Un furieux désir de bonheur est une « pièce » d’une heure quinze, d’une époustouflante fluidité –danse, mouvement, son, voix- et d’une précision d’écriture très surveillée. Et puis, sur le plateau, sept interprètes menés par une aînée aux cheveux de feu qui joue une septuagénaire aux allures d’adolescente, Geneviève de Kermabon. Une fille des airs, une acrobate, mais une comédienne, une conceptrice de spectacles délicats et profonds à partir de paroles cueillies, recueillies. Une grande artiste qui galvanise et partage. Un avoir de chaman et une fraîcheur d’enfant.
Reprenons : Olivier Letellier, qui passa autrefois par la grande école de Jacques Lecoq, ne cesse d’imaginer des moments spectaculaires qu’il destine à la jeunesse, mais qui vont droit au cœur des adultes. On ne refera pas ici tout son parcours, mais ses productions, soignées, longuement mûries, sont toutes plus touchantes les unes que les autres.
En édition, lorsqu’un livre se vend sur plusieurs années, on parle de « longue traîne » (comme les comètes dans le ciel). Les spectacles d’Olivier Letellier sont des objets célestes de ce genre…Ils durent. Ils portent une part d’éternité : vérité, sincérité, précision d’horloge et interprètes époustouflants, voilà le secret.

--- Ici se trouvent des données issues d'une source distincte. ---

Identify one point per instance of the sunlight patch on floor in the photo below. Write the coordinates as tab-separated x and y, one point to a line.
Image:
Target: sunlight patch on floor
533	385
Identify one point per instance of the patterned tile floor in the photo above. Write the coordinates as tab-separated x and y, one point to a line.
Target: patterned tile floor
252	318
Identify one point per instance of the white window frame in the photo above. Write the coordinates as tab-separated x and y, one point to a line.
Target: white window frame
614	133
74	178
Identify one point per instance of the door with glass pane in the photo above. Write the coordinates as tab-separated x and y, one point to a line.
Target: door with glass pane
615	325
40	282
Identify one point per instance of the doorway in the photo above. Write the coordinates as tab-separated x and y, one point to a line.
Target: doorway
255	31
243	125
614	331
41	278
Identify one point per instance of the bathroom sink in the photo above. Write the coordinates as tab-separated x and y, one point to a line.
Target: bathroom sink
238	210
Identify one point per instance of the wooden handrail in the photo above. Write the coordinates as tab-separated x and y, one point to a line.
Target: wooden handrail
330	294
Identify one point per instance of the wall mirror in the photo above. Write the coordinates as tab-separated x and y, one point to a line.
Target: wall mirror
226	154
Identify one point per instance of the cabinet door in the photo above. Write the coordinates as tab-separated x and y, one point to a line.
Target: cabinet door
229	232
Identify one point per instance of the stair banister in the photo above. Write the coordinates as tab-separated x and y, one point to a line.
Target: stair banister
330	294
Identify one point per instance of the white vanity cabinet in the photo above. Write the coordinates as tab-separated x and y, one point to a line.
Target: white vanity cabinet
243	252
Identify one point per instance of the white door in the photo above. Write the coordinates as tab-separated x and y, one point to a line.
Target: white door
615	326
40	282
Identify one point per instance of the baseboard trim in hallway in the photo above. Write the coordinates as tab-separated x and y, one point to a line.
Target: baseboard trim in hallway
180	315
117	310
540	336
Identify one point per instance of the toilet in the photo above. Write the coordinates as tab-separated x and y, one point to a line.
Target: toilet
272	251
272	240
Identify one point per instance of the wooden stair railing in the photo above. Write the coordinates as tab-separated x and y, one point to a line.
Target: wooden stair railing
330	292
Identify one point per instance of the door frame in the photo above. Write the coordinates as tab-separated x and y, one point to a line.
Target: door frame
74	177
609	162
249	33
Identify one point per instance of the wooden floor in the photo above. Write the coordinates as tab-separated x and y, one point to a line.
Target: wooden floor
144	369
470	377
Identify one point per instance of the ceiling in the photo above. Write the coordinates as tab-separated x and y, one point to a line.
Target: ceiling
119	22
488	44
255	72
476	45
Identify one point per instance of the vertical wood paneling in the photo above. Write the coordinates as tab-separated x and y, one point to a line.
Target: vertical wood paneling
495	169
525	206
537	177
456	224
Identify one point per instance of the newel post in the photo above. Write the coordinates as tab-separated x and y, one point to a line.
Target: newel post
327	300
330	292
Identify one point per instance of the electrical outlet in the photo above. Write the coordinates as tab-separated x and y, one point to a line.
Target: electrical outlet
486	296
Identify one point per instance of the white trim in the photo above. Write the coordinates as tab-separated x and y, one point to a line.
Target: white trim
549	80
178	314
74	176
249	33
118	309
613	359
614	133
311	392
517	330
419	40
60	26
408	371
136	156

Pour Un furieux désir de bonheur, il a laissé du temps au temps et réuni des artistes touchés par son désir de parler du désir. De la vie. Cette année, le Printemps des poètes (qu’en verra-t-on, on ne sait, a choisi le « thème » du désir.
Résumons : il y a de l’encre, celle de Catherine Verlaguet, il y a du son, celui de Mikael Pluman, des lumières et de l’espace, Sébastien Revel. Il y a une chorégraphie magnifique et exigeante qui ne laisse guère de répit aux interprètes et dont nous pourrions parler longuement. Une danse essentielle, comme on dirait une huile essentielle. Un précipité de déplacements, de gestes, de glissades, de portés, jusqu’aux acrobaties de virtuoses. Une harmonie qui bouleverse.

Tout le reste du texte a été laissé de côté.